Write 31 days, Day 16
Writing Prompt: Pray
(NB-I skipped a few days staffing Men at the Cross in Kentucky)
If you want to make many Christians feel guilty, ask about their prayer life. Every one of them would agree that prayer is important; the Bible talks frequently about prayer. Paul even told the Thessalonian believers to “pray without ceasing” (1 Thes. 5:16). If you want to add confusion to their guilt, ask them what it means to actually pray without ceasing.
The reason we feel guilty and confused about prayer is that we define it too narrowly. Perhaps we treat it exclusively as “making our requests known to God” (Phil 4:6), or bestowing platitudes upon God: “O God, Dear Holy Lord, you alone are amazing. Just be with me God. In Jesus’ name. Ah–men.” Even some of our prayer tools (e.g., the ACTS method) restrict prayer. To be clear, these are wonderful prayers, but I want to challenge us to expand the horizons of our prayer.
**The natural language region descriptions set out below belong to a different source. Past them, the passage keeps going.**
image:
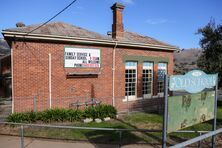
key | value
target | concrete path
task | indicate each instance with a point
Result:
(14, 142)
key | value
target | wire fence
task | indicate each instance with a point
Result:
(39, 103)
(113, 136)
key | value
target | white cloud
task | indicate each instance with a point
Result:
(156, 21)
(128, 1)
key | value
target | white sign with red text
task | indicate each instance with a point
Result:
(81, 57)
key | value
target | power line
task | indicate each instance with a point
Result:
(52, 17)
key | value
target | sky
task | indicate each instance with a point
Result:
(172, 21)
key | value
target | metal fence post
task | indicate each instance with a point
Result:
(215, 114)
(34, 103)
(127, 103)
(165, 117)
(120, 139)
(199, 143)
(22, 136)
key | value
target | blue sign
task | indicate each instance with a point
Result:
(193, 82)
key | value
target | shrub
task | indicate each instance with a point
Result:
(74, 115)
(26, 117)
(99, 111)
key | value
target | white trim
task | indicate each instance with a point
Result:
(12, 74)
(147, 96)
(132, 98)
(133, 68)
(85, 40)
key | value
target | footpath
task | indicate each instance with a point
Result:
(15, 142)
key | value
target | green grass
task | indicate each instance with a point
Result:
(139, 120)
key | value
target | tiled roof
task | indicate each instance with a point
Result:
(63, 29)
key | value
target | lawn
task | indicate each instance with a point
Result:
(139, 120)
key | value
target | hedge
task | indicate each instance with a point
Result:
(61, 115)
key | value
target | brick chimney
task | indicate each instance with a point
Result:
(117, 26)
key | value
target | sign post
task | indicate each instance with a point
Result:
(196, 107)
(215, 114)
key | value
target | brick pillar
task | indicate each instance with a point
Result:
(155, 78)
(139, 80)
We learn with training wheels, but eventually, we take them off.
Prayer is so much more than we make it:
Prayer is delight, and prayer is lament.
It is requesting and receiving;
Gratitude and thanksgiving.
It is wonder and frustration.
Prayer revels in the beauty of creation, and groans under the weight of its brokenness.
It is boisterous merrymaking, and wordless agony.
It is walking hand in hand with your daughter in the chill October air;
It is holding space for your spouse’s pain;
It is harmonizing with your son in song;
It is attentive presence to your child’s story.
Prayer is seeking, and it is finding. And it is seeking again.
It is imprecation, celebration, lamentation, and contemplation.
It is confession and absolution;
Supplication and adoration.
It is intimate conversation with a friend.
It is the language of wholeness, the melody of shalom.
Prayer is union with God.
For reflection:
Spend a few minutes reflecting on what you have come to believe about prayer. Has it changed over time?